We need to take extra care to find out if reads on native RPS3 (in POT1-ccdb negative control sample) align to reporter constructs, in addition to looking for cross-alignments.

At some point here or earlier in the QC, we are likely to find out that the alignment parameters need to be changed for one reason or another. We might even have to change the alignment strategy. So we will be extra-grateful that we can rerun the whole pipeline in a single script.

6. Plot polyadenylation sites on reporter constructs and some control genes.

First check this visually by genome browser plot, probably also with the .bam file reads, to see in all its gory glory.

For the paper, I love the cumulative distribution plots that @daneckaw made for the 5Pseq with x-axis the position of the polyadenylation site near the stop codon, and y-axis the cumulative proportion of 3' ends of reads. Was that made from the bamfile in R or did you do something like a bedtools genomecov -3 first? See genomecov documentation.

Ideally, code to produce the data frame for the cumulative distribution plot would be wrapped in some nice reusable function.

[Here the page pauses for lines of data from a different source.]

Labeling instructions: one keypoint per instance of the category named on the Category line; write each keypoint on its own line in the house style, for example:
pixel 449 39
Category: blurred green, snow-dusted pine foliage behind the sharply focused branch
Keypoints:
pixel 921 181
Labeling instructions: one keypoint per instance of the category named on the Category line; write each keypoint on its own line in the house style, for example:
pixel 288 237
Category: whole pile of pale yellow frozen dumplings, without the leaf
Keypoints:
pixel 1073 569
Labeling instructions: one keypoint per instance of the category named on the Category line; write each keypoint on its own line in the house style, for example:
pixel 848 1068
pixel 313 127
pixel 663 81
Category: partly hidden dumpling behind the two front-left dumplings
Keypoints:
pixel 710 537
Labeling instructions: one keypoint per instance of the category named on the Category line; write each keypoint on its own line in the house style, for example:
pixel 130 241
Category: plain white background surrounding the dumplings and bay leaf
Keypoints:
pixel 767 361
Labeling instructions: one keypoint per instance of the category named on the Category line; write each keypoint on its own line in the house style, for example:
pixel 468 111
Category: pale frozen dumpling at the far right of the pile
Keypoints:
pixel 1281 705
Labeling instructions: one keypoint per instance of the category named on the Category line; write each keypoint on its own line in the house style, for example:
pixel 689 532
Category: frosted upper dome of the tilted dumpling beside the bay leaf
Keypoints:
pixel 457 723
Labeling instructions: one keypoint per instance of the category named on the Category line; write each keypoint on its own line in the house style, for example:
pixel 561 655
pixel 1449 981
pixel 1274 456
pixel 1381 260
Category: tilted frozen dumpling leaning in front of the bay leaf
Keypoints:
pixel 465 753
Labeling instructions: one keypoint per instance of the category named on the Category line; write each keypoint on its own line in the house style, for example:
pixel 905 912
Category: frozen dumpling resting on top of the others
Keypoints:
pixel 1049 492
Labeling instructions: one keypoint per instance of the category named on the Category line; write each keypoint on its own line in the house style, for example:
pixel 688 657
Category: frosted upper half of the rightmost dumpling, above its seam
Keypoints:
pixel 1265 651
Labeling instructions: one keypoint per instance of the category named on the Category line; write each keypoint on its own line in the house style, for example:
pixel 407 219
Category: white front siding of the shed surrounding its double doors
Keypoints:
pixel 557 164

So we would like those plots for:

7. Submit to gene expression omnibus

Submit to GEO as soon as possible before we forget anything.

Next steps

DimmestP commented 3 years ago

Initial work plan: Weronika will download the reads when they are ready and do the checksum. The data will be on datastore and will be mountable on bifx.

Sam will then create the initial nextflow pipeline and run the alignment and quality control.

Weronika and Sam then will complete the final QC and produce the final graphs comparing polyA sites across constructs.